At Gallery Baton in Seoul, an immersive universe undulates between human and extraterrestrial. The world, as seen by the South Korean artist Doki Kim, glows blue and expansive, but it is the intimate connections to human life and materiality that resonate most. Shapes shift and meaning resonates from every angle throughout the gallery for “The Apple and The Moon,” which opened last week and runs until September 14, 2024. In one dark room, lights are strewn across the floor. Elsewhere, wax congeals like mountains and oceans. Screens flicker star-spangled and ablaze.
For an American like myself, there is an elusive quality to writing about Kim—the 44-year-old artist who lives and works in Busan, Korea and has only exhibited in her home country and Japan—with only images and videos for reference. Her recurring materials include heaters (turned on), paraffin wax, stainless steel, and LED lights, which push up against each other in compelling ways. While visuals of the artist’s large-scale installations keep a static record of works in flux, the objects themselves are animated: breathing, sparkling, steaming, melting, twitching under Kim’s deft hand. Each installation beckons a closer look and begs an in-person view.

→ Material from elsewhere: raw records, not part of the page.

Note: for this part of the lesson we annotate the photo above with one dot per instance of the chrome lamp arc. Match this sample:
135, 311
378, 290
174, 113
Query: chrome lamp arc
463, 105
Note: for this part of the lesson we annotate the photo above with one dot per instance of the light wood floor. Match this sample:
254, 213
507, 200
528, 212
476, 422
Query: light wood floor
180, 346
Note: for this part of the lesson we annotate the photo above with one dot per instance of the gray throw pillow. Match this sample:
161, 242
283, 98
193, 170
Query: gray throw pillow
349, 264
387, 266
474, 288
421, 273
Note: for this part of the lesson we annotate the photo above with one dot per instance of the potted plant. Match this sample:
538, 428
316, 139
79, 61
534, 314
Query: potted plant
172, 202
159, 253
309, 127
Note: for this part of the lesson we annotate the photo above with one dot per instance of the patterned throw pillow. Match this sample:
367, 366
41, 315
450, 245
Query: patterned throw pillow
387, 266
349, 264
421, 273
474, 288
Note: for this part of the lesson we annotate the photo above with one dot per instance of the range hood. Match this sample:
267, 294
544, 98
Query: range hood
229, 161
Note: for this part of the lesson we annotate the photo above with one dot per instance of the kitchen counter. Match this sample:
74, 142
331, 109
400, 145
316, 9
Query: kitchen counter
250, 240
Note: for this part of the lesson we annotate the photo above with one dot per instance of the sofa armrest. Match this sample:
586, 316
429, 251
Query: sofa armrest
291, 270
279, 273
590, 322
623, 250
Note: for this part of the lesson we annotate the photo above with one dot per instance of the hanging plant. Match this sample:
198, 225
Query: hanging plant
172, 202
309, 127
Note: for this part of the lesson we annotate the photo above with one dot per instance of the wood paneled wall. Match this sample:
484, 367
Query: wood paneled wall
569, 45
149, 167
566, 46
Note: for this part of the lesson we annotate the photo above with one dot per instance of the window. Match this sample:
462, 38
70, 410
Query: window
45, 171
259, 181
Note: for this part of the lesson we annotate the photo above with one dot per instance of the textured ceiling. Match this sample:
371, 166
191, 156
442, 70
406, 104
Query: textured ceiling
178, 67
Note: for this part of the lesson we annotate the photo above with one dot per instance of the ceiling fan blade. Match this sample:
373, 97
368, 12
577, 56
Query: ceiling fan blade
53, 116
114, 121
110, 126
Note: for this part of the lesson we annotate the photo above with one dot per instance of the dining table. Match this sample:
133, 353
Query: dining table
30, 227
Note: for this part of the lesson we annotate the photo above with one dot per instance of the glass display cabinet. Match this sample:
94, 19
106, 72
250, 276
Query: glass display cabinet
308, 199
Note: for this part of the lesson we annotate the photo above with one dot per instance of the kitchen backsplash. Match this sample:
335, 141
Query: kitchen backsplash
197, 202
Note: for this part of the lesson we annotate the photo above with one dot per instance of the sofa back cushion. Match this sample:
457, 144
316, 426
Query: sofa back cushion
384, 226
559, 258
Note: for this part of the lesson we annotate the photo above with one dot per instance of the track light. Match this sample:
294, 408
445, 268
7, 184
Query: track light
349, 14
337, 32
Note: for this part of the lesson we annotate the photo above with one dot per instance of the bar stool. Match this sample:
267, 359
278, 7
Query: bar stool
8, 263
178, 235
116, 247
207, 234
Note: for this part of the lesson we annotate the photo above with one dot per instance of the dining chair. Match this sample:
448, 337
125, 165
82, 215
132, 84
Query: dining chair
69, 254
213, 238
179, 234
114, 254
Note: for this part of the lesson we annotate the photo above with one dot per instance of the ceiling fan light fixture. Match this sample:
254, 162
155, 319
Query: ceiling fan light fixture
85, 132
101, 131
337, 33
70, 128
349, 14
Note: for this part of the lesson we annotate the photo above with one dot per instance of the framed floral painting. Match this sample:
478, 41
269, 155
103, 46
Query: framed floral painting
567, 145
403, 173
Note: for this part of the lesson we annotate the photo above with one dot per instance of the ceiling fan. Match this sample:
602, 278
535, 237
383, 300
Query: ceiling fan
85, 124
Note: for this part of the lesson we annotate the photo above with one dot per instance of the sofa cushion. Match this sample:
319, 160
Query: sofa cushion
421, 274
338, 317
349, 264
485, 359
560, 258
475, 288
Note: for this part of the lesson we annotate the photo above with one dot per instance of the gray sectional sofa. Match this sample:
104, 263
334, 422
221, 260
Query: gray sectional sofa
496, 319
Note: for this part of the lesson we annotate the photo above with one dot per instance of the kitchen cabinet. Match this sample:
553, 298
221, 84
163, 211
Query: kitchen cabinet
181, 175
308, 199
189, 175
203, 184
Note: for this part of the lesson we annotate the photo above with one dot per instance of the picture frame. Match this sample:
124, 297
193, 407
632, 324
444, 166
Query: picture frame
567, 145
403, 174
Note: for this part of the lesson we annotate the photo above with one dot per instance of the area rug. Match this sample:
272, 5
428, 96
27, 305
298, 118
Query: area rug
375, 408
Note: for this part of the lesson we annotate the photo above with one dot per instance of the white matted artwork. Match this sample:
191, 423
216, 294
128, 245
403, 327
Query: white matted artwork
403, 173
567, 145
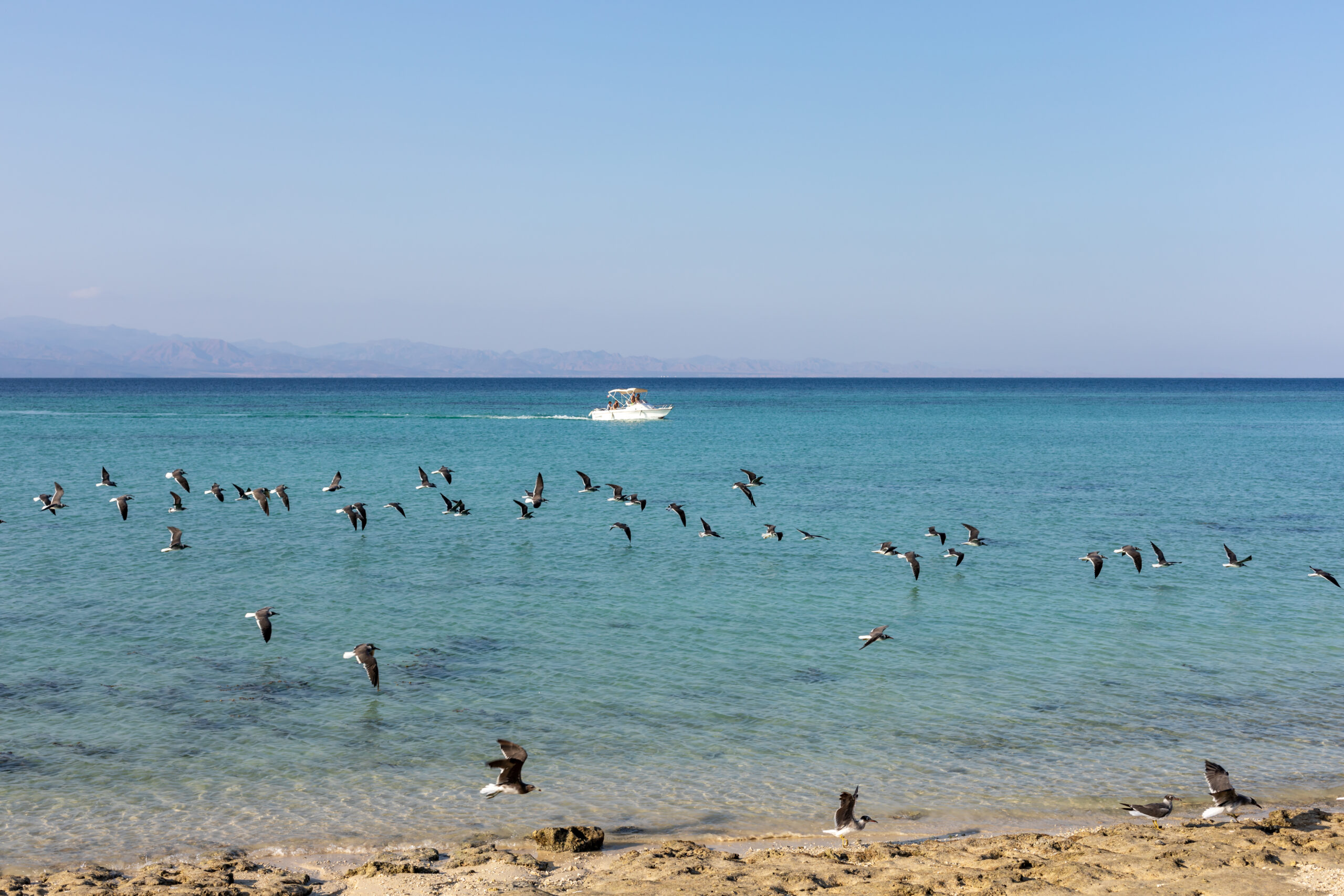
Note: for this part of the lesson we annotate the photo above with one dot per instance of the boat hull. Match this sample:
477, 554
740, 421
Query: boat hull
647, 413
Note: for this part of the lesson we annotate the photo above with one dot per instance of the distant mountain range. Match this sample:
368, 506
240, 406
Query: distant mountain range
46, 347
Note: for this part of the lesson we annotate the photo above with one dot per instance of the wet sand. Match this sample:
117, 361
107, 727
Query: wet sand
1280, 853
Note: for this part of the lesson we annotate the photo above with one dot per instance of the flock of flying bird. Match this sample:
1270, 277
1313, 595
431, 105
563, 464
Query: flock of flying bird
510, 779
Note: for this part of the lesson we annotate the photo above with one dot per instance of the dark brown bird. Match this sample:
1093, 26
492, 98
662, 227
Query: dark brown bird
511, 773
365, 655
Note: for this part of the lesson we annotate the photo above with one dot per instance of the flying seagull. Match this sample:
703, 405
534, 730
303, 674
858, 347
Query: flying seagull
1162, 558
1226, 800
1151, 810
913, 559
534, 498
262, 618
511, 773
973, 536
846, 823
1132, 553
365, 655
873, 637
175, 543
1321, 574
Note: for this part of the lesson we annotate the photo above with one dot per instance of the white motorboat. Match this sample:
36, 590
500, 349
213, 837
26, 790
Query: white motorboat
629, 405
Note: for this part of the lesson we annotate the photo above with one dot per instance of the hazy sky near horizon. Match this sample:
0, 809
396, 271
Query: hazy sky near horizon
1143, 188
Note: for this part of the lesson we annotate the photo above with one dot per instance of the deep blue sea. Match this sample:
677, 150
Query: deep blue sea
676, 684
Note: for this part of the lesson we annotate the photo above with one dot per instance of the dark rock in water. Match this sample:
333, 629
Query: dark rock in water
569, 840
409, 861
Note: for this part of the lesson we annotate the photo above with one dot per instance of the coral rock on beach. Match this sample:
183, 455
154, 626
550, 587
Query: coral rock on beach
569, 840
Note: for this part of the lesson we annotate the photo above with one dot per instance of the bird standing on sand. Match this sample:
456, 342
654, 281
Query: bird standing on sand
262, 618
973, 536
1226, 800
1162, 558
846, 823
1132, 553
1151, 810
1321, 574
913, 559
534, 498
365, 655
873, 637
511, 773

In one monumental media-sculpture at Gallery Baton, Umbra, 2024, an enigmatic video is deconstructed to cosmic ends. Black cords from LED display modules tower in an architectural, rectangular structure and cascade into a waterfall of pixelated, atom-like blue light on the floor. A similar work from 2018, Quantum Dream, glowed ultraviolet from bits of a fragmented video, while speakers played the original audio—nine stories of everyday life that begin with childbirth and end with funeral. Peel back the layers of the celestial and conceptual in Kim’s practice, and the human emerges.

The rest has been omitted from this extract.